Django als Framework war dann der nächste logische Django bringt von Haus aus eine Menge Funktionen mit wie User Management, Admin Interface, ORM, Forms, die du nutzen kannst, aber nicht musst. Diese Flexibilität finde ich extrem wertvoll. Ich muss nicht alles so machen wie es das Framework will, habe aber immer eine gut durchdachte Grundlage an der Hand auf die ich zurückgreifen kann.

Es hat etwas gedauert, bis ich das Model-View-Controller Muster verstanden habe, aber sobald man sich daran gewöhnt hat bringt es eine Menge Ordnung in die Architektur eines Programms. Django nutzt eine Anlehnung an dieses Muster: Model-View-Template.

Datenbank: PostgreSQL – Flexibilität wo es drauf ankommt

Als Datenbank setze ich auf PostgreSQL. Der Hauptgrund? Flexibilität bei den Modell-Feldern. PostgreSQL unterstützt Datentypen wie JSON-Felder, die andere Datenbanken nicht oder nur eingeschränkt bieten.

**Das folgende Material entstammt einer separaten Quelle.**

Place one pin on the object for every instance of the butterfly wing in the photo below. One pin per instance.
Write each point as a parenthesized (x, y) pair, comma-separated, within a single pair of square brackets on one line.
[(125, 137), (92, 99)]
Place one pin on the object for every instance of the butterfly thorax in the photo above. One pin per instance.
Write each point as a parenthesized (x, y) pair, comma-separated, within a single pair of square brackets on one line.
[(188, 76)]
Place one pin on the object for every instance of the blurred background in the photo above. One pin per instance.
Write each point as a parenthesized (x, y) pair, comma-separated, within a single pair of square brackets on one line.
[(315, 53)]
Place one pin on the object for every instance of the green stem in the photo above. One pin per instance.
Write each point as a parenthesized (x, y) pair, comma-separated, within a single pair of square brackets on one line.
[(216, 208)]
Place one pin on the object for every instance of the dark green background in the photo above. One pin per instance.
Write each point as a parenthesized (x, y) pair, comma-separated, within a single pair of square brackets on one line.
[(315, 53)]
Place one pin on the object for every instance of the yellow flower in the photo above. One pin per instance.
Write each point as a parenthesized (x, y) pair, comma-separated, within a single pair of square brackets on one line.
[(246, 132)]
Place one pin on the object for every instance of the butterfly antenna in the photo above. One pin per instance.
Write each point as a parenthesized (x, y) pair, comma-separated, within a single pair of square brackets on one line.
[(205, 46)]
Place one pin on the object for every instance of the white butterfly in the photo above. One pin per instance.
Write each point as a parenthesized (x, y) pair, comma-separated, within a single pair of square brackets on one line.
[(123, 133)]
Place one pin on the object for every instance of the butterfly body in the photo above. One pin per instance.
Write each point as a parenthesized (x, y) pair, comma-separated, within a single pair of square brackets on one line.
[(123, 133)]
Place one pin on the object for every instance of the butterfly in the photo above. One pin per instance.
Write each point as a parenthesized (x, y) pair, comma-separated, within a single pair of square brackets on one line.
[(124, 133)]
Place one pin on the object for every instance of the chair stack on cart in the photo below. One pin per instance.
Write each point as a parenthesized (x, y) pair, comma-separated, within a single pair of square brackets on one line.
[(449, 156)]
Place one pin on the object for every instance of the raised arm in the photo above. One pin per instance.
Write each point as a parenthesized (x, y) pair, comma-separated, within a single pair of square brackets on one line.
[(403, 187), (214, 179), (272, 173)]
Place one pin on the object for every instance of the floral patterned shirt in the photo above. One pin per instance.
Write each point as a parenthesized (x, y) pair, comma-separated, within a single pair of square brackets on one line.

Gerade im Fashion-Bereich, wo Produktdaten oft komplex und unstrukturiert sein können (Varianten, Farben, Passformen), ist diese Flexibilität Gold wert.

Ich muss nicht alles in starre Tabellen pressen, manchmal brauche ich einfach ein JSON-Feld, das dynamische Daten aufnehmen kann.

Frontend: TailwindCSS + AlpineJS – Leichtgewichtig & effektiv

Hier weiche ich vermutlich von vielen modernen Web-Apps ab: Ich nutze keine React, Vue oder andere "schwergewichtige" Frameworks. Stattdessen setze ich auf TailwindCSS, AlpineJS und JavaScript.

Warum? Weil es für Atlas völlig ausreicht.

Bevor ich auf Tailwind umgestiegen bin, habe ich Bootstrap genutzt. Bootstrap ist solide, aber irgendwann fühlte es sich zu starr an. Mit Tailwind habe ich deutlich mehr Flexibilität beim Styling, ich kann Komponenten genau so gestalten, wie ich sie brauche.

AlpineJS war ein echter Game-Changer für mich. Es ist leichtgewichtig, einfach zu lernen und du bekommst damit schnell schöne UI-Effekte hin: Dropdowns, Modals, dynamische Sichtbarkeiten. Für jemanden wie mich, der kein JavaScript-Profi ist (und es auch nie werden wird), ist Alpine ein Segen.

Ich habe auch HTMX ausprobiert, weil es viel gelobt wird. Ich bin ehrlicherweise damit nicht klargekommen. Das Arbeiten mit vielen kleinen, einzelnen HTML-Dateien hat für mich einfach nicht funktioniert.

Entwicklungsumgebung: GitHub Codespaces

Als IDE nutze ich Visual Studio Code in einem GitHub Codespace. Das bedeutet, die gesamte Entwicklungsumgebung läuft im Browser, keine lokale Installation nötig. Ich kann von überall darauf zugreifen und der Setup-Aufwand ist minimal.

Für mich ist das völlig ausreichend und extrem flexibel. Ich kann morgens vor der Arbeit am Desktop-Rechner zu Hause arbeiten, in meiner Mittagspause am Laptop weitermachen und abends am iPad noch ein paar Dinge checken. Alles synchronisiert, keine Versionskonflikte.

Warum dieser Stack funktioniert

Mein Tech-Stack ist wahrscheinlich nicht das, was man in einem typischen "Modern Web Development"-Artikel lesen würde. Kein Next.js, kein TypeScript, kein Kubernetes. Es geht mir bei Atlas auch nicht darum einen trendy Stack zu lernen, sondern um Probleme aus meinem Arbeitsalltag zu lösen. Die Tools sind für mich verständlich und auch ohne jahrelange Erfahrung nutzbar.